The group's initial example of a split domain comes in the context of a Ca2+ entry system. In this system, neurotransmitters bind receptors that trigger production of inositol 1,4,5-trisphosphate (IP3), which in turn prompts release of intracellular Ca2+ stores and entry of extracellular Ca2+ through TRPC3 channels. Snyder and colleagues previously established that phospholipase Cγ1 (PLC-γ1) was needed for this latter TRPC3 action, independent of PLC-γ1's enzymatic activity in generating IP3.

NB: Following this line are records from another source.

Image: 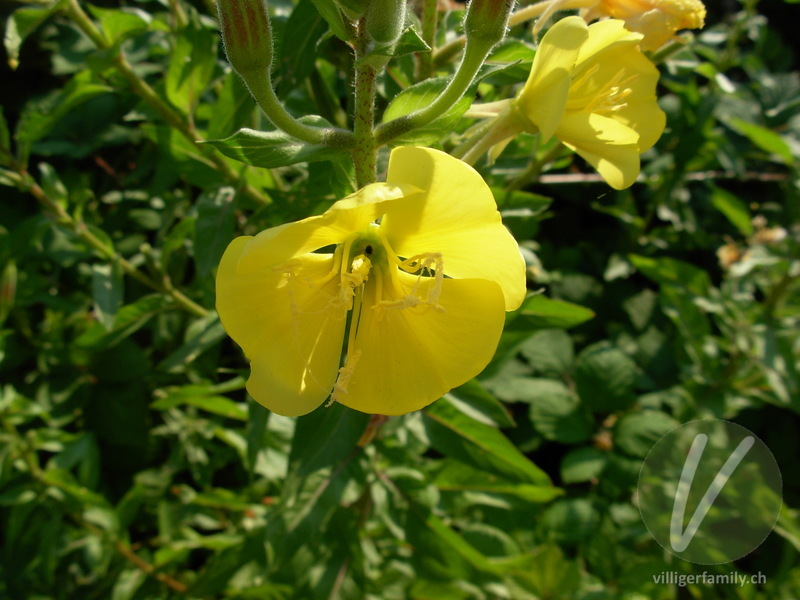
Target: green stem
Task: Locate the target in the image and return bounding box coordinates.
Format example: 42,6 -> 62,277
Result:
64,0 -> 271,204
417,0 -> 439,81
13,169 -> 208,317
243,72 -> 353,148
506,138 -> 564,191
353,19 -> 378,188
433,0 -> 597,67
375,39 -> 492,146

They now report that the binding of TRPC3 and PLC-γ1 to each other brings together two halves of a split PH domain, a motif associated with the binding of lipids and other proteins. Mutation of the partial PH domains changes the lipid-binding profile of the TRPC3–PLC-γ1 complex, and reduces the amount of TRPC3 at the plasma membrane 24 h after stimulation.

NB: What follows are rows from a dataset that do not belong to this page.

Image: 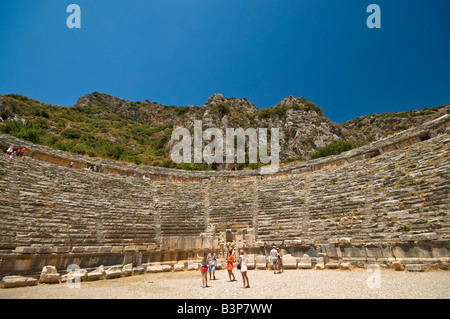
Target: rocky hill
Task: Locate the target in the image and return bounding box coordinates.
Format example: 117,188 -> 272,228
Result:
0,92 -> 450,169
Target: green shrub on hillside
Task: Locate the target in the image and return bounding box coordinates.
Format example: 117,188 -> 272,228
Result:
310,141 -> 359,159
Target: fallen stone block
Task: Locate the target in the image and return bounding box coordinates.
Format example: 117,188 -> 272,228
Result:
14,247 -> 37,254
87,265 -> 105,281
314,257 -> 325,270
147,265 -> 163,273
39,266 -> 60,284
162,265 -> 173,272
72,246 -> 84,254
325,262 -> 339,269
412,233 -> 438,240
37,246 -> 53,254
52,246 -> 70,254
392,261 -> 405,270
406,264 -> 425,272
245,255 -> 255,269
400,234 -> 414,241
282,255 -> 297,269
317,253 -> 328,263
297,254 -> 312,269
339,237 -> 352,244
0,276 -> 38,288
61,269 -> 88,282
339,262 -> 353,270
105,266 -> 122,279
122,264 -> 133,277
131,266 -> 145,276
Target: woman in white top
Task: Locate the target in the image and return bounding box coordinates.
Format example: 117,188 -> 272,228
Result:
239,250 -> 250,288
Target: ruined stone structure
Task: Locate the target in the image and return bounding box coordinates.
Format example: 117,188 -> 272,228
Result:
0,115 -> 450,277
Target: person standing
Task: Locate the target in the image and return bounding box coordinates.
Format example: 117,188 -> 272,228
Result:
227,249 -> 236,281
277,248 -> 284,273
208,248 -> 217,280
270,246 -> 280,274
239,249 -> 250,288
6,144 -> 14,155
197,253 -> 208,288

The phenomenon of split domains may be widespread. A modified search algorithm spotted not only the half-domains in TRPC3 and PLC-γ1 but also split domains in additional proteins. “It has opened up a whole new world,” says Snyder. “It will amplify perhaps many-fold the number of protein recognition motifs.” This profusion of motifs, he says, allows the cell to deliver on a promise: “Everything is hand delivered.”